Cyberbullying can start as early as second grade, often peaks in fourth grade, and returns in the seventh and eighth grades, according to Parry Aftab, an Internet safety and privacy lawyer.
More than 85 percent of 45,000 students at North American schools admitted to being targeted in the past year, according to a survey conducted by Aftab.
Cyberbullying is so pervasive because it occurs in a virtual world without physical borders, and so it can follow a victim wherever they have a cell phone or Internet connection. In addition, the anonymity that’s often afforded to cyberbullies—aided by a physical separation from their targets—makes it easy for them to disassociate their actions from their real-world impacts. But as any parent knows, the impact on bullied children is real and tangible, damaging to their self-esteem, to their personal relationships, and to their reputation.
The time to talk to children about cyberbullying is now, and ideally before they experience it or are tempted to engage in it themselves.
Read on for tips to get you started:
- Establish clear guidelines with your kids for their own cyber behavior. Make clear that the golden rule applies to all interactions, including virtual ones: Do unto others as you would have done unto you. Use the conversation as a platform to talk about the values that are important to your family, such as kindness, respect, integrity and compassion.
- Take steps toward prevention by ensuring that your children’s devices have screen locks that are password-protected and, in general, that any passwords used by them—say for a social networking or gaming site—are strong. Be sure also to educate kids about the importance of keeping passwords private. That way no one can access their accounts to do them harm.
- Talk to kids about how to respond, should they find themselves cyberbullied. Encourage them to walk away (or turn off their device) rather than lash out in response and risk becoming a bully themselves, however unintentionally. Urge them instead to come to you or another trusted adult such as a teacher or guidance counselor; many kids fear retaliation for “snitching,” but assure them that you will be there to listen and to help them find an appropriate solution. And, if/when your child approaches you with a problem, offer lots of emotional support in addition to practical recourse.
- As the parent, familiarize yourself with the next steps to take in the event your child is cyberbullied. Most websites, including gaming and social networking sites, have a way to report abuse. Other solutions might include helping your child change passwords, shutting down accounts, or contacting your child’s school or law enforcement officials.

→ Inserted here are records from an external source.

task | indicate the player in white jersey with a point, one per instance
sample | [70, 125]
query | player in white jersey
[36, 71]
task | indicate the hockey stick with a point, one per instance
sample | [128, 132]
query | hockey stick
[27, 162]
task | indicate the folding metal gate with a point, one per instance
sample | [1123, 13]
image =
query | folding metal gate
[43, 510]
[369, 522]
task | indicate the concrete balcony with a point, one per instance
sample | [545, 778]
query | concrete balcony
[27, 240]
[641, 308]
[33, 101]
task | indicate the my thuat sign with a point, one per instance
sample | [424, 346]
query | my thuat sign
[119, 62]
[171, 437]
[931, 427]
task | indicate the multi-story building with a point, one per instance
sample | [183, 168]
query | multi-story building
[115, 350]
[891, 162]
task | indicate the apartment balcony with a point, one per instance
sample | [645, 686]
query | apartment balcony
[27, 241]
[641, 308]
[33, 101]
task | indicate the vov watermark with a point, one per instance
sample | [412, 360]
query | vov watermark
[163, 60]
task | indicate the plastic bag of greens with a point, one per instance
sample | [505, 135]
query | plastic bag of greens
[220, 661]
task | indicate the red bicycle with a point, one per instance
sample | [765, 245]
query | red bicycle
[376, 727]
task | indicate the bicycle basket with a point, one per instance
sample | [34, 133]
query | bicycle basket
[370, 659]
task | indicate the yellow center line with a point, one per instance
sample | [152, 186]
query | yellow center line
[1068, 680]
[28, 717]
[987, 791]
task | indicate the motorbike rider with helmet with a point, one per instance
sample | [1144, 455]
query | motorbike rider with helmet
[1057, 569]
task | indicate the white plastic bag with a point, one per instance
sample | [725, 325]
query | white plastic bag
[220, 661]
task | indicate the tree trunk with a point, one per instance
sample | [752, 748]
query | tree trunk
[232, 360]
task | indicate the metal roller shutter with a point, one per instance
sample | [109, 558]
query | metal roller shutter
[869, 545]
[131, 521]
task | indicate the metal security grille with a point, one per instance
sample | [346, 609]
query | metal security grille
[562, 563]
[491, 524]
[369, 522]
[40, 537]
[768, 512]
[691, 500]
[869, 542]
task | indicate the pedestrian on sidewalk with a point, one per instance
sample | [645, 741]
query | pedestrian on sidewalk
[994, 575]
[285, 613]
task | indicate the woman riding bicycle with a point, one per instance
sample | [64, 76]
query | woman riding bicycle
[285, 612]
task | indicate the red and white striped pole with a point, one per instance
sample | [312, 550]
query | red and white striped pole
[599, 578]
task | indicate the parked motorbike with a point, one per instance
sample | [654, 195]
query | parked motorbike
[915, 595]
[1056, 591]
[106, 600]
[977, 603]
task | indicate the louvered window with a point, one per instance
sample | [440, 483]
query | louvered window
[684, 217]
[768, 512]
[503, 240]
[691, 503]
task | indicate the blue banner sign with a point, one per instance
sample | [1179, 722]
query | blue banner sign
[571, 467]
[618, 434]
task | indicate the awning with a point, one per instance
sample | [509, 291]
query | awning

- Keep the lines of communication open and have regular check-ins with your kids. Ask specific questions about whether anyone is picking on them and, if so, how. You can also role-play or engage them in broader discussions about the implications of communicating in a public space like the Internet.
- Monitor your children’s attitudes and online activities. If their habits change, whether because they withdraw or dramatically increase their Internet usage, this can be a sign that something is wrong. In general, monitoring can be done informally, through participation in and supervision of their behavior, or more formally, through software.